5 thoughts on “We are not trying to entertain the critics”

  1. Why is it that the successful strategy of a company’s founder is eventually abandoned for the exact opposite by his or her successors?

    • (Chinese) money.
      Witness the current catfight over MULAN.

      How often do we see a focused visionary followed by an overly cautious budget manager? Or a founder who won’t let go but has no follow up.

      Apple has been dealing with that since Job discorporated; unable to find a visionary, they turned a very good COO into a poor CEO. So Apple sits on a hundred billion and does nothing with it, all the while starving the Macintosh line, showing up late for ebooks, home automation, TV OSes, and launching a video streaming service with no archive.

      And tbat’s just one case. Facebook, Google, Twitter, all one-trick ponies. Tons of money but no idea for a second act.

      Meanwhile, down the coast in LA, the guy who started with literally nothing spins off entire companies in his spare time while reinventing cars, space transportation, and possibly neurology. Along the way he’s made his way up the money scorecard as a sideline to his goal of getting off the planet before it all blows up.

      Visionaries are rare. Visionaries who actually change the world even more so.

      • The guy who started with literally nothing got lots of taxpayer money. So did the people who got tax credits when they bought his products.

        I give him great credit for what he has accomplished, but the “literally nothing?” God Bless the taxpayer.

        • Yes. Literally nothing.
          Neither Tesla nor SpaceX were his first ventures.
          He started first with Zip2, a website building company, right after migrating to the US as a college student. That’s about as rock bottom as it gets.

          He sold it to Compaq after 4 years for $307M.
          Then he founded X.com as an online bank that got merged into Paypal and later sold to eBay for $1.5B.
          That provided the seed money for SpaceX and buying into Tesla.
          Since then he’s added the Boring co, SolarCity, the OpenAI initiative, and Neuralink. And he started the ball rolling on Hyperloop for others to commercialize.

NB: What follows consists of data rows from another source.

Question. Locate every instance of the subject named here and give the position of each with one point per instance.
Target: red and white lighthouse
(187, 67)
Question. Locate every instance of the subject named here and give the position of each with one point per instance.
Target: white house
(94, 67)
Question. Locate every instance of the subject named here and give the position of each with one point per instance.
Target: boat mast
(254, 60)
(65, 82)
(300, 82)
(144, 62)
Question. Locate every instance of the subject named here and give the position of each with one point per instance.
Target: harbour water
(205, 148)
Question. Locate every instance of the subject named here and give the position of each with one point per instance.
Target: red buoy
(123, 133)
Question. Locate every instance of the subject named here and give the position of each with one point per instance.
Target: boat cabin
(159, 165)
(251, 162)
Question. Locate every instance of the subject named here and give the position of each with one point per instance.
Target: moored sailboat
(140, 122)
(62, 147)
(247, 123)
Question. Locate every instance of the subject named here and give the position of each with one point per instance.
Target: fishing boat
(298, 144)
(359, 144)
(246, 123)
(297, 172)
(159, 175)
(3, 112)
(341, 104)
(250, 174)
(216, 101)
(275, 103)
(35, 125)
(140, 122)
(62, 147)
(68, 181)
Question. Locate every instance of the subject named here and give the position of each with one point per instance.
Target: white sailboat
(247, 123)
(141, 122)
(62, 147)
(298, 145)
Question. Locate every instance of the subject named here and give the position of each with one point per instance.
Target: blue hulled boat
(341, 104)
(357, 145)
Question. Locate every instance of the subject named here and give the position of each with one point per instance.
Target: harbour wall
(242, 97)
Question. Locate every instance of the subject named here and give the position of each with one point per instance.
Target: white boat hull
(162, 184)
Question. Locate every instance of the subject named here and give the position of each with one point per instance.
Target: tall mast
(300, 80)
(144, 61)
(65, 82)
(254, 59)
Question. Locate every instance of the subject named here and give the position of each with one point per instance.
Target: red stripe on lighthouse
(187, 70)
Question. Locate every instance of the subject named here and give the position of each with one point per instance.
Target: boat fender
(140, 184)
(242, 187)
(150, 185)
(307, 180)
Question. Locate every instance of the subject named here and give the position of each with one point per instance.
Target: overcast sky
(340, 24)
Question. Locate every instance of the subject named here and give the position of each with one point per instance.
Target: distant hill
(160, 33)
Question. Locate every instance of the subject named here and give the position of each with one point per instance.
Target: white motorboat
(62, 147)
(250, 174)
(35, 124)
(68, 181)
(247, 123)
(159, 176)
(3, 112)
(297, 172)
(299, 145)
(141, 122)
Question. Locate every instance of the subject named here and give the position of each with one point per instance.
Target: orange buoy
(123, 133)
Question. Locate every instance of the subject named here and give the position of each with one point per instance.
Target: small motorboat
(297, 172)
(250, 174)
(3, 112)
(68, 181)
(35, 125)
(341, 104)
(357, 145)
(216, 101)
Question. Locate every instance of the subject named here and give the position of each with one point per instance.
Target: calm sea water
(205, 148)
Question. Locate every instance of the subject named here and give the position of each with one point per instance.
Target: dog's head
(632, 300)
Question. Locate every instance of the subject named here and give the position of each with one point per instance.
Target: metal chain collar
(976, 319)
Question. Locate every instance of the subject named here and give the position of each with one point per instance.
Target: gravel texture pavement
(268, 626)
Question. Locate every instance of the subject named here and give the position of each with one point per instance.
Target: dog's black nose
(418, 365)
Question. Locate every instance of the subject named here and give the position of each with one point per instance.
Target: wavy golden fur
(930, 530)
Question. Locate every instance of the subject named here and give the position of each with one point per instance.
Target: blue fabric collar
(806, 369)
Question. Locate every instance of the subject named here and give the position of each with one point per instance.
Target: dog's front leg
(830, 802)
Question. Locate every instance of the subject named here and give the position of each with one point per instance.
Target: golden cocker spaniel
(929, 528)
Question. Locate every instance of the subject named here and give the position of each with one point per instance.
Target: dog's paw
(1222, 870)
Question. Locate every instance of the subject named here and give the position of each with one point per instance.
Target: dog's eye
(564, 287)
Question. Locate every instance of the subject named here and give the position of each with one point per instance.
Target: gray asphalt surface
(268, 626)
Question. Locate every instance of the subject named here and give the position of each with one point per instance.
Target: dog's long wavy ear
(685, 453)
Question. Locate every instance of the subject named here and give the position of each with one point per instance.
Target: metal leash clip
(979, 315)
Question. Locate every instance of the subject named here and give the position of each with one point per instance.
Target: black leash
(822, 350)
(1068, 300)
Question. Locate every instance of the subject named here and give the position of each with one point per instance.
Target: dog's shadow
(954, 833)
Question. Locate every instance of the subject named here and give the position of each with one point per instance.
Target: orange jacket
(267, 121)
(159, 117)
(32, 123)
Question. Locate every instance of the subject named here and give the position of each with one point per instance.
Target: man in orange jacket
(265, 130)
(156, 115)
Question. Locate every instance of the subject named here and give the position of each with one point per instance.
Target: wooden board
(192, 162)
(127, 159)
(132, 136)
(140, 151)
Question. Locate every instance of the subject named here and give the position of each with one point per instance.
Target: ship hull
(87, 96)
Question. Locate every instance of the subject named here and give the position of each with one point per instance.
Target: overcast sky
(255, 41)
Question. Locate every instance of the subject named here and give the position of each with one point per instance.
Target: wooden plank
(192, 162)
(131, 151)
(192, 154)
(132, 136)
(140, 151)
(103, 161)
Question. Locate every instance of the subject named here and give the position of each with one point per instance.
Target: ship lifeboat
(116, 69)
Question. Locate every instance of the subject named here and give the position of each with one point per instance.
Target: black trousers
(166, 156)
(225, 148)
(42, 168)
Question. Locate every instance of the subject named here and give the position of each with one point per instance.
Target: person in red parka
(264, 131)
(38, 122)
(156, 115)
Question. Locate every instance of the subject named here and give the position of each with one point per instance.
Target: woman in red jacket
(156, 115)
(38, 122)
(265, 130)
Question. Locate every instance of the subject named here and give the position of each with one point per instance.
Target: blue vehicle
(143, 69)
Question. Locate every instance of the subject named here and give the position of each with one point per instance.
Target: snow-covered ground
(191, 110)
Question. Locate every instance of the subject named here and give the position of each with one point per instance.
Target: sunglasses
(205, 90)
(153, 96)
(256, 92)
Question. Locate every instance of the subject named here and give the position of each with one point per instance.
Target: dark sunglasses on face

          https://www.express.co.uk/news/science/1093910/elon-musk-company-how-many-companies-elon-musk-spacex-tesla-boring-company

          Through Tesla, Supercharger, and SolarWall he is moving major portions of the world to solar electric and doing more to reduce CO2 emissions than all politicians and activists combined. He is actually forcing all the major car companies to go electric, which will do even more. His battery tech is years ahead of everybody else and he’s been funding even more sophisticated battery tech. To say nothing of his orbital internet.

          So yeah, he took advantage of tax credits available to all and he’s done work for NASA for work the rest of the military industrial complex didn’t bother to do. So he takes advantage of the environment and legal system to fight the AirForce and NASA HQ and their chums in the over-priced rockets business. And? He (and his crew) deliver more for less when others take far more money for doing lesser work over more time and do nothing to actually move the tech needle.

          So he’s a jerk, yeah.
          He also stutters.
          But the work he’s doing is actually changing the world.
          And that’s without considering what is likely going to come out of is rocket assembly line in Texas. He talks of building a hundred, 100 Ton payload spaceships a year and he ain’t kidding. That is going to disrupt pretty much everything.
          So far it looks like his crew is on the right track.

          The future is coming and he’s shaping it.